HUH would not be paywalled. However, it would be funded through reader contribution through a crypto micropayment feature embedded in the webpage of each of the published translated texts. Larger donations and grants from folks interested in experimenting and expanding the web3 ecosystem would be another source of revenue, as well as the acquisition of translation NFTs of different texts by patrons. HUH’s community should grow continually, readers after reaching an x amount of micropayments would get stakeholder status. Authors become a part of the community when their texts are voted for translation. Translators join in by providing services. Enthusiasts and investors participate by buying HUH’s tokens. Each of the stakeholders described above has different roles that provide specific affordances, voting rights, financial remuneration and upside.
The dynamic outlined above remains a toy model of how this platform could work. A platform that is collectively owned and governed by all its stakeholders is the best outcome for a project that addresses these issues. Although only sketched out, fully fleshing out the nuts and bolts of this, is thoroughly feasible.
HUH creates a financially viable mechanism for translating current work. It expands the realm of possible interventions in any problem space by creating a multi-lateral flow of texts that allows a community to be in dialogue despite the financial and language barriers around publishing that might exist.
We understand that research and development, be it professional or informal, is severely impacted by bandwidth. That is why the importance of broadening access should be front and center. Problems get the solution they deserve based on how they are defined.
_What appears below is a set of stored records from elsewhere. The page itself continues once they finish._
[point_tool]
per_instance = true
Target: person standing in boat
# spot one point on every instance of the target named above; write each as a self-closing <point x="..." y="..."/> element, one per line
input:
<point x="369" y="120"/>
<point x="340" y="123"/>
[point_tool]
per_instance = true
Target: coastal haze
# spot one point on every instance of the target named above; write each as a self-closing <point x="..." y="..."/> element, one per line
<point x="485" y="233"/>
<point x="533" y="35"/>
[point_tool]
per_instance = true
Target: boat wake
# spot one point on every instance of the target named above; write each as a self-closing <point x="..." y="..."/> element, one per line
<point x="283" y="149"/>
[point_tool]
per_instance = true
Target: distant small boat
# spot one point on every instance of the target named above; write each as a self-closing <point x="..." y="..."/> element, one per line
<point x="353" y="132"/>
Adding more collaboration and brainpower to this process can create better solutions.
If HUH is built and maintained properly, its potential positive externalities are realized in its continuously growing multilingual community and in the increase in everyone’s capability to act simply by expanding the pool of information available. In a world broadly defined by what counts as a financial asset, we choose instead to think in terms of what is required to imagine new worlds, not only the material dimension of technology development but also in the cognitive requirements — such as language.